Butters: Compound and Fruit

Compound butter and fruit butter don’t have much in common aside from the word butter and the fact that you can spread them on things. The former, compound butter, is actual butter combined with fresh herbs. The latter, fruit butter, does not actually contain butter. It’s fruit that’s cooked so long it takes on the consistency of room-temperature butter.

There’s pretty much nothing easier to make than compound butter, unless you want to start by making your own butter. I don’t. Take a stick of butter and chop up some fresh herbs. Melt the butter. Stir in the herbs. Put the mixture into a container until it hardens. That’s it. Some chefs like to get all fancy and roll still-soft butter into a tube shape using plastic wrap. Then you can cut little butter coins to give away at Christmas and make all the children sad. A better idea is probably to melt the butter coins over hot steak, fish, vegetables or pasta. Even better: make garlic bread.

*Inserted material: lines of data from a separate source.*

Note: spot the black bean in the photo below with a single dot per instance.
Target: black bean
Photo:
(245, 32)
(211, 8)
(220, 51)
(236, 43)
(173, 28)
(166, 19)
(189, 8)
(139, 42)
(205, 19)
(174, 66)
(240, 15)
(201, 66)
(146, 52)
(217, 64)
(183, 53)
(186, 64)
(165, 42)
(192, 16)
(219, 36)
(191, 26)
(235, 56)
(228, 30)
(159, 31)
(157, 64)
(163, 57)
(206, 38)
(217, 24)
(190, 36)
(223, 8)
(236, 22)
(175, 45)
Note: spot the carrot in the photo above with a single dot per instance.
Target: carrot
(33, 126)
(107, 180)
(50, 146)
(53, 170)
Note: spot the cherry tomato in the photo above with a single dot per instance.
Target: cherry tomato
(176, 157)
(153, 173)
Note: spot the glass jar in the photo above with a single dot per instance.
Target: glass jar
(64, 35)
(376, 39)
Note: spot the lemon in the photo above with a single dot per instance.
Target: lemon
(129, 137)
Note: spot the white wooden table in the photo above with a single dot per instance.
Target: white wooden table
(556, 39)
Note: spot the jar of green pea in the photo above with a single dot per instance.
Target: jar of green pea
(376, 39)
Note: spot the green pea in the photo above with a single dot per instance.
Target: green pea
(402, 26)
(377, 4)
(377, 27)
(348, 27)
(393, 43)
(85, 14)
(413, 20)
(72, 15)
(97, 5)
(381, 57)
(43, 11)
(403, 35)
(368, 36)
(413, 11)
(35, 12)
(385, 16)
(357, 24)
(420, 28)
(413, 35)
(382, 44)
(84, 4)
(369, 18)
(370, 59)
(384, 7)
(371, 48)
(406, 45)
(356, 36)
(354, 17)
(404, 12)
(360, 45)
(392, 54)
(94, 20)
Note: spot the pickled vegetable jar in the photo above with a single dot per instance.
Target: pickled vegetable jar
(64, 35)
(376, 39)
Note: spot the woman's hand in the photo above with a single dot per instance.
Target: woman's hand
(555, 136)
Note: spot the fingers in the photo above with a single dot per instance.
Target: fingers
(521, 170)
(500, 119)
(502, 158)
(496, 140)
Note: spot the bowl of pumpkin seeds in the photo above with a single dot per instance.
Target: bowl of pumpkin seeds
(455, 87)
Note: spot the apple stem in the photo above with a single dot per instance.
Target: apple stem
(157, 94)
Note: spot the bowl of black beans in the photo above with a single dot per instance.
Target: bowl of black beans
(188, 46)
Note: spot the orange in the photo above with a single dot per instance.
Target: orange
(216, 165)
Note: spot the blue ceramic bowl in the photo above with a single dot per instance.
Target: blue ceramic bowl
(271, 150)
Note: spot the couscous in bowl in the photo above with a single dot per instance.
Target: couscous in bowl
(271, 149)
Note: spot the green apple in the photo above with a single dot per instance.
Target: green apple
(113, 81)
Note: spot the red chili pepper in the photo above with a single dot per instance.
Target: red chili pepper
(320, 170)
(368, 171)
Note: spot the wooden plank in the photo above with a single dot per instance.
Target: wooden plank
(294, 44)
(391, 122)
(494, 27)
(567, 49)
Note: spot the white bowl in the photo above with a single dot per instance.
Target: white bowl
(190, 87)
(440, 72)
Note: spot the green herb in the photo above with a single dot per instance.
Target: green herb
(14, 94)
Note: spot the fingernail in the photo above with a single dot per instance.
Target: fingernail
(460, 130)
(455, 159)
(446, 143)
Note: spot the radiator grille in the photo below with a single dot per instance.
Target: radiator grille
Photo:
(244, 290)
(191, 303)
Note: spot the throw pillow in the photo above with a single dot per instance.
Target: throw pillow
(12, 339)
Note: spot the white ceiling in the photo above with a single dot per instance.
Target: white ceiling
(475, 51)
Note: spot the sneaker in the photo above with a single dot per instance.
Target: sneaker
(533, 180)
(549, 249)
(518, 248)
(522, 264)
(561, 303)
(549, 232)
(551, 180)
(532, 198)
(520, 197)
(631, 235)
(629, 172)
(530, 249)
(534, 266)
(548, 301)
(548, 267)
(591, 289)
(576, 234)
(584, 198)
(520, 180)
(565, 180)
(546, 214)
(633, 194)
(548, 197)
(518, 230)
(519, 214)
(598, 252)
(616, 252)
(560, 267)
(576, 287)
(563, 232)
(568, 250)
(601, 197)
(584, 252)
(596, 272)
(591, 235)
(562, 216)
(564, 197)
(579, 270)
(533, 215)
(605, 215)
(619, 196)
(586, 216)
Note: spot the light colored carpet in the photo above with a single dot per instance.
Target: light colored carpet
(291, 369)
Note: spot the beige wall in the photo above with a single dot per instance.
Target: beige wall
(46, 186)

Fruit butter is more involved to make, but it is much healthier than a big log o’ butter. To make apple butter, you reduce down apples, sugar, some spices and either lemon juice or apple cider vinegar, until it’s the consistency of icing. This can take up to 8 hours, but you can use a slow cooker, and leave it and forget it. For more details, see this apple butter recipe from the always-dependable Better Homes and Gardens. It includes instructions for canning, but you can ignore that if you just plan to freeze it.